If we thought we were out, we’ve all been pulled back in. GTA 6’s leaks might have had some trolls complaining about how bad it looks, but mostly the reaction (aside from hysterical and deranged wishes that the poor corporation throws the mean old leaker in jail) has been outstandingly positive. Everyone wants a new GTA, and this leak shows that one exists. It needs polishing and finishing, but while the famously secretive Rockstar has refused to discuss it, this leaker has allowed us to.
This positivity has naturally spilled over to other games, which are now being uplifted as proof that the (inflated, and often fictitious) naysayers are wrong. Most of this focus has been on the technological aspects of GTA – the details, the physics, the things no other games have done before. This has always been GTA’s area of expertise. But is it really enough anymore? We’re yet to see GTA 6 for real, and it may be the most advanced game yet, but when the cavalcade of Sony exclusives is pushing the boundaries of tech in less time with lower development costs, how long can the Rockstar model work in an industry that’s already unstable? Is it even enough to be technologically advanced these days?
Do you remember any story beats that particularly resonated with you in GTA 4 or 5? Any missions that were your favourite? Not fun times you had in the sandbox the game provides you, which is admittedly part of the appeal, but good times you had within the structure of the game itself. For a game so advanced, GTA’s missions feel dated and on rails too often, and their binary starting points and scripted missions go against the feel of modern game construction. This was the one mark against RDR2, but I think GTA 6 will feel the pinch more because most people just want it to be a sandbox. Is a decade long wait for a game that’s technologically impressive but just kinda fun everywhere else something we should be rooting for?
Of course, video games are art. Art takes as long as it takes, right? But let’s not kid ourselves – GTA 6 is a commodity. A significant chunk of the discussion around leaks has been around impact on sales and profit – these are not conversations you have around art, they are conversations for products.
Then there’s the fact some people really do love GTA, every inch of it. The games are wildly popular, and it’s a little dismissive of me to say there’s nothing fun or worthwhile to the missions or narrative. But if you want to bring those aspects up for praise, you have to be ready to take the criticism. GTA is full of sexist, homophobic, transphobic, and racist rhetoric. Yes, it’s satire. Yes, if you love that stuff on purpose the game is making fun of you. But it’s far less satirical than, say, The Boys or even Joker. It’s closer to American Psycho, it seems to revel in its worst traits even as it claims to be inverting them.
What, precisely, is the comment on society being made by letting us beat up sex workers? Is GTA really the best game of all time, or is the gaming cultural narrative merely controlled by not just mostly men, but mostly socially awkward nerdish men who claim to stand for left-wing values but love punitive justice, might is right, and secretly think racist jokes are funny? Who can say.
All we know is GTA 6 is likely to be the biggest game on the planet and this leak isn’t going to matter even a little bit.
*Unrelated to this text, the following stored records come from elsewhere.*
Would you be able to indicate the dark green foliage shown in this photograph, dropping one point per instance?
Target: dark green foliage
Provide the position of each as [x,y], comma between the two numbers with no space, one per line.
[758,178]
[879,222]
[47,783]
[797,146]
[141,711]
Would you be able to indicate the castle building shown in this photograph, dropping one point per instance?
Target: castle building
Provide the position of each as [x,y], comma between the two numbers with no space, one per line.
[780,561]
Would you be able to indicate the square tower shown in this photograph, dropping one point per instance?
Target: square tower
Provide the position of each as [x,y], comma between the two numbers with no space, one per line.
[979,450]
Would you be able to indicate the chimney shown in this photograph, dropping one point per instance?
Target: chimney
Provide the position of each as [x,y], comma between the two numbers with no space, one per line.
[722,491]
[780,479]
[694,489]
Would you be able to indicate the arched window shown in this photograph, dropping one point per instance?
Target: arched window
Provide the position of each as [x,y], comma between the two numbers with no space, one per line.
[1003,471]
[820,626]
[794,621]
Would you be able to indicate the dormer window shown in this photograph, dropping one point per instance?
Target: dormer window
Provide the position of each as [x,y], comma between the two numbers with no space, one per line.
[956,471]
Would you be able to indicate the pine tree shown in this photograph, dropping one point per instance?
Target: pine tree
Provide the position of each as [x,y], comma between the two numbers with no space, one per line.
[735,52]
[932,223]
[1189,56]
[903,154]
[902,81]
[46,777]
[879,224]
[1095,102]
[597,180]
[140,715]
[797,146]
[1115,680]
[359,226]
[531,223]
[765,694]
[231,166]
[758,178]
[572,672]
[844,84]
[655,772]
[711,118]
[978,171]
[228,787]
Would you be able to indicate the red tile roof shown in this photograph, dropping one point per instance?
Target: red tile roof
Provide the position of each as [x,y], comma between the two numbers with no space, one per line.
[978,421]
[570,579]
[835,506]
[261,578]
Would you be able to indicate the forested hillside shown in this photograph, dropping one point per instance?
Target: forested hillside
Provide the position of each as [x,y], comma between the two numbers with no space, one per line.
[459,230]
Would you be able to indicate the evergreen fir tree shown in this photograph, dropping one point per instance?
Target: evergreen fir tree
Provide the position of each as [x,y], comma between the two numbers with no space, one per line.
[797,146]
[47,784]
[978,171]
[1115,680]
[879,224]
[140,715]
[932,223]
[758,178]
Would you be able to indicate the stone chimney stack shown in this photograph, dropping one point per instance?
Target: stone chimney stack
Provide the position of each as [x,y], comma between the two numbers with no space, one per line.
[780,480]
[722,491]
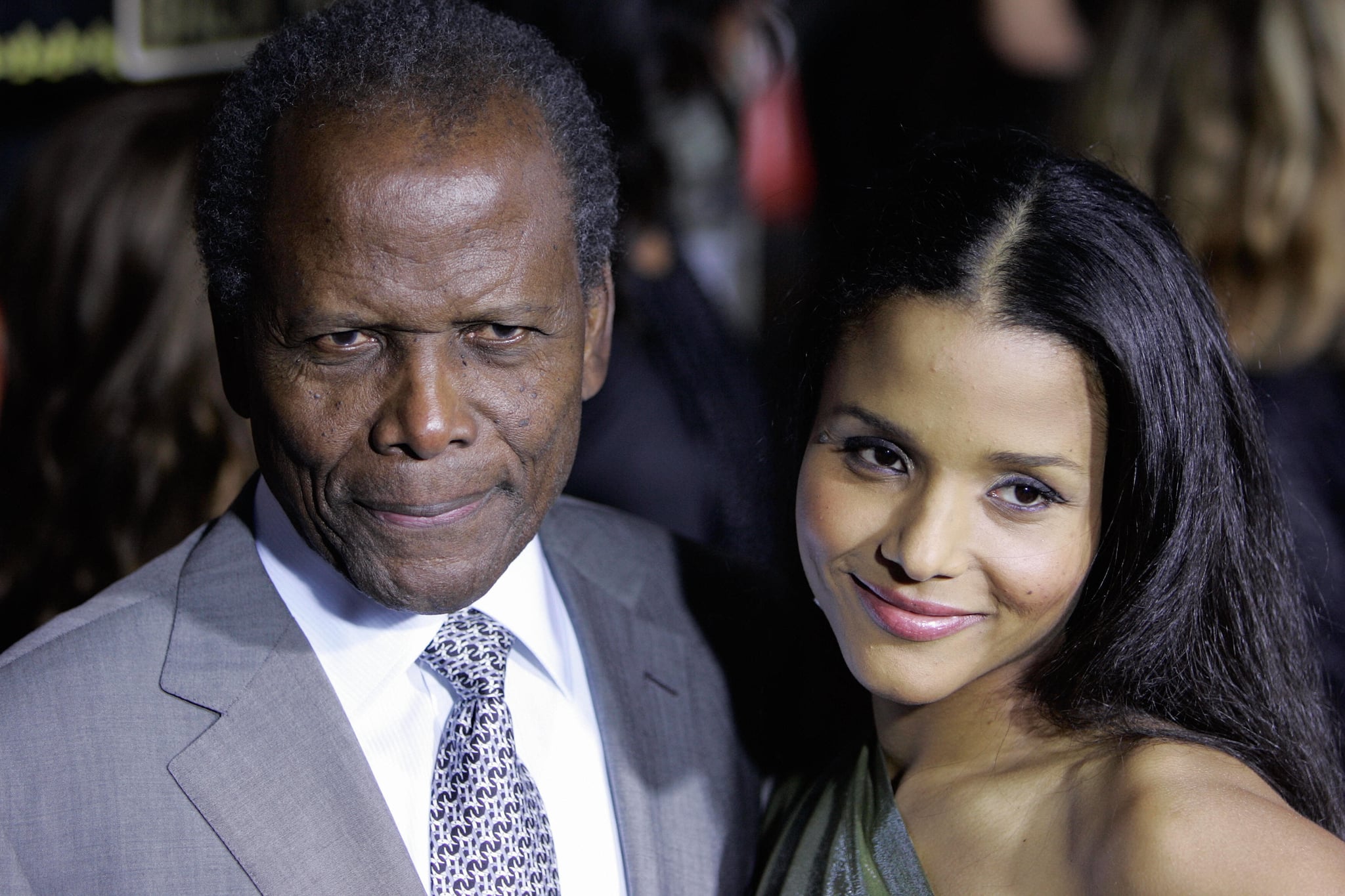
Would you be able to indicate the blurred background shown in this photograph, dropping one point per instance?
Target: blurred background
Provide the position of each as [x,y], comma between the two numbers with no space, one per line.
[744,131]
But once the hype of it arriving goes down, can GTA 6 go the distance? Does it need to evolve for the modern landscape, and can it? Will its brand of satire still find an audience, or are we too uncomfortable with punching down these days? How much more technologically can gaming do, and how much will GTA 6 lead that charge? Will it justify its development time and costs, and as a piece of art, does it need to? These are questions the leaks can never answer, but in the aftermath, they’re all I can think of to ask.